GAO-09-647, Jul 31, 2009
Phone: (202)512-7029
Agency: Congress
Status: Open
Comments: Congress has exempted savings from the implementation of multiple procedure payment reductions (MPPR) for certain diagnostic imaging and therapy services from the budget neutrality requirement, as GAO suggested in July 2009. However, as of January 2020, other policies that may result in a reduction in payments for the professional component for imaging services remained subject to budget neutrality; "savings" from these services are redistributed to other services and do not accrue to the Medicare program. The Consolidated Appropriations Act of 2016 revised the payment reduction for the professional component of multiple diagnostic imaging services from 25 percent to 5 percent beginning on January 1, 2017, and exempted the reduced expenditures attributable to this MPPR from the budget neutrality provision. MPPRs or other policies that may result in a reduction to payments for the technical component for diagnostic cardiovascular and ophthalmology services continue to be subject to budget neutrality for 2020. Unless Congress exempts from the budget neutrality requirement savings realized from the implementation of all MPPRs or other policies that reflect efficiencies occurring when services are furnished together, these savings will not accrue to the Medicare program.
GAO-07-214, Mar 30, 2007
Phone: (202)512-3000
Agency: Department of Health and Human Services: Centers for Medicare and Medicaid Services
Status: Open
Comments: CMS has taken steps to provide states with specific and written explanations regarding agency determinations on whether various arrangements for financing the nonfederal share of Medicaid payments are allowable and making those determinations available to states and interested parties. In November 2019, CMS issued a proposed rule that the agency said would promote state accountability, improve federal oversight, and strengthen fiscal integrity of the Medicaid program.

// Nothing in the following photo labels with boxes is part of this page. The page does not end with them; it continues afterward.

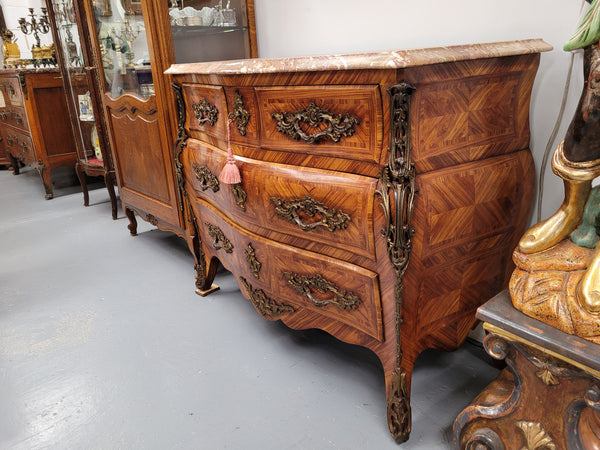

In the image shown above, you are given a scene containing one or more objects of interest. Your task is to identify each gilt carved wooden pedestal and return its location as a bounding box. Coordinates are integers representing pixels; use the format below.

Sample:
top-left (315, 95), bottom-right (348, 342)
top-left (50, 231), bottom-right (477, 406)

top-left (167, 40), bottom-right (549, 442)
top-left (454, 291), bottom-right (600, 450)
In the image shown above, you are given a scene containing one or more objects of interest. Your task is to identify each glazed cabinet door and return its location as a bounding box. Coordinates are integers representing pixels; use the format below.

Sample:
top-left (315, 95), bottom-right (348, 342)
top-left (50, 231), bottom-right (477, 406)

top-left (46, 0), bottom-right (117, 219)
top-left (85, 0), bottom-right (183, 234)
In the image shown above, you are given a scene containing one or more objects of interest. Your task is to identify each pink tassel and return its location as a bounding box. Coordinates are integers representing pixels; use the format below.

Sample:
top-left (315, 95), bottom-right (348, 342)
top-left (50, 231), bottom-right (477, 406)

top-left (219, 120), bottom-right (242, 184)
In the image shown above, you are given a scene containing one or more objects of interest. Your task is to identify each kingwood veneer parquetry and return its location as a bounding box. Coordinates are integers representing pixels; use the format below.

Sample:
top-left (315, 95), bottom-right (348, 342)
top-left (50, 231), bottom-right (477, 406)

top-left (167, 40), bottom-right (550, 442)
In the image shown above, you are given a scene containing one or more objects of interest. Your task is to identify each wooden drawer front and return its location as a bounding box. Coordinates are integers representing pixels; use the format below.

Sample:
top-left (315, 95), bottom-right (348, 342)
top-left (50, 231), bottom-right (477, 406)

top-left (194, 202), bottom-right (383, 341)
top-left (4, 128), bottom-right (36, 164)
top-left (256, 86), bottom-right (383, 162)
top-left (225, 87), bottom-right (260, 147)
top-left (0, 106), bottom-right (29, 131)
top-left (183, 139), bottom-right (377, 260)
top-left (183, 84), bottom-right (227, 140)
top-left (0, 77), bottom-right (24, 106)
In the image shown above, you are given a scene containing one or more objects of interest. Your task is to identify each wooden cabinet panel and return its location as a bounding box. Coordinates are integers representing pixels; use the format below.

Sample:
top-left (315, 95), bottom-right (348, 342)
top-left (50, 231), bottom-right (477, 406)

top-left (0, 106), bottom-right (29, 131)
top-left (0, 69), bottom-right (77, 199)
top-left (183, 85), bottom-right (227, 139)
top-left (194, 202), bottom-right (382, 340)
top-left (182, 139), bottom-right (377, 260)
top-left (256, 86), bottom-right (383, 162)
top-left (4, 128), bottom-right (37, 165)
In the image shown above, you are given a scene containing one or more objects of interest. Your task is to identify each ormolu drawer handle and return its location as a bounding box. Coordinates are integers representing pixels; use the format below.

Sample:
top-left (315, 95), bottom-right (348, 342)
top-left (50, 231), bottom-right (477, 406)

top-left (227, 91), bottom-right (250, 136)
top-left (206, 222), bottom-right (233, 253)
top-left (240, 277), bottom-right (296, 317)
top-left (192, 163), bottom-right (219, 192)
top-left (192, 98), bottom-right (219, 127)
top-left (271, 195), bottom-right (351, 231)
top-left (271, 103), bottom-right (359, 144)
top-left (283, 272), bottom-right (360, 310)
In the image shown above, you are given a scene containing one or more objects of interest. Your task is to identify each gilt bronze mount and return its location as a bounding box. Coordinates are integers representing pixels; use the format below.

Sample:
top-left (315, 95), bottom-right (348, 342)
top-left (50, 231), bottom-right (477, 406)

top-left (271, 103), bottom-right (359, 144)
top-left (271, 195), bottom-right (351, 232)
top-left (192, 98), bottom-right (219, 127)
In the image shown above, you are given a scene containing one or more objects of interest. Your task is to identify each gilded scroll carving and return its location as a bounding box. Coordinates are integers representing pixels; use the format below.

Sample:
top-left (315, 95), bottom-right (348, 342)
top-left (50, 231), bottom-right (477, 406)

top-left (192, 163), bottom-right (219, 192)
top-left (271, 195), bottom-right (351, 231)
top-left (227, 91), bottom-right (250, 136)
top-left (192, 98), bottom-right (219, 127)
top-left (517, 420), bottom-right (556, 450)
top-left (240, 277), bottom-right (296, 317)
top-left (171, 83), bottom-right (210, 292)
top-left (271, 103), bottom-right (359, 144)
top-left (206, 222), bottom-right (233, 253)
top-left (376, 83), bottom-right (416, 442)
top-left (244, 243), bottom-right (262, 279)
top-left (283, 272), bottom-right (360, 310)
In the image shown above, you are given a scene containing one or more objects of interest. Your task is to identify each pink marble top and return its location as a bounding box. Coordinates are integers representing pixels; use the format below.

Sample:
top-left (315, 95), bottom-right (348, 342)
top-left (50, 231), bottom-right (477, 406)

top-left (165, 39), bottom-right (552, 75)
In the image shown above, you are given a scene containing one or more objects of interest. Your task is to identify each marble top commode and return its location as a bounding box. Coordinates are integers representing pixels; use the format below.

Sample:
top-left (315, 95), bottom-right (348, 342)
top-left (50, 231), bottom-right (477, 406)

top-left (166, 39), bottom-right (552, 75)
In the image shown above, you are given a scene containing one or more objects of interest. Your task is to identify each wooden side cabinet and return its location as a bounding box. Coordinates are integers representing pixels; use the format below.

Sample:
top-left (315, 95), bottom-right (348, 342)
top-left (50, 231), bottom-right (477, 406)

top-left (0, 69), bottom-right (77, 199)
top-left (76, 0), bottom-right (256, 236)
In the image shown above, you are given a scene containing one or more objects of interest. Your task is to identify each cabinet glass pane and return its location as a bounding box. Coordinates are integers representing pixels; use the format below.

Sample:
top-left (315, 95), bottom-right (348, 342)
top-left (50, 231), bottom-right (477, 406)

top-left (51, 0), bottom-right (103, 166)
top-left (93, 0), bottom-right (154, 98)
top-left (166, 0), bottom-right (250, 64)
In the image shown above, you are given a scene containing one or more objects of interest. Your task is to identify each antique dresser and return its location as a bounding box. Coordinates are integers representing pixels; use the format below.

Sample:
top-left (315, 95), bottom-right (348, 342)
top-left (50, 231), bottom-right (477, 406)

top-left (0, 69), bottom-right (77, 199)
top-left (167, 40), bottom-right (551, 442)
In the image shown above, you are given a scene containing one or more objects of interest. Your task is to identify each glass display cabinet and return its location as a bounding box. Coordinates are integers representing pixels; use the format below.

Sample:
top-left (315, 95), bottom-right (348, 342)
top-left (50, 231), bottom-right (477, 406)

The proposed rule would establish new policies and codify existing policies related to the sources of funds that states use to finance the nonfederal share of Medicaid payments. For example, the rule is intended to provide CMS and states with better information and guidance to identify existing and emerging state financing issues, provide more clarity on allowable financing arrangements and promote state accountability. GAO will continue to monitor the status of the proposed rule, as well as review a final rule, if one is issued, to determine the extent to which it addresses the recommendation.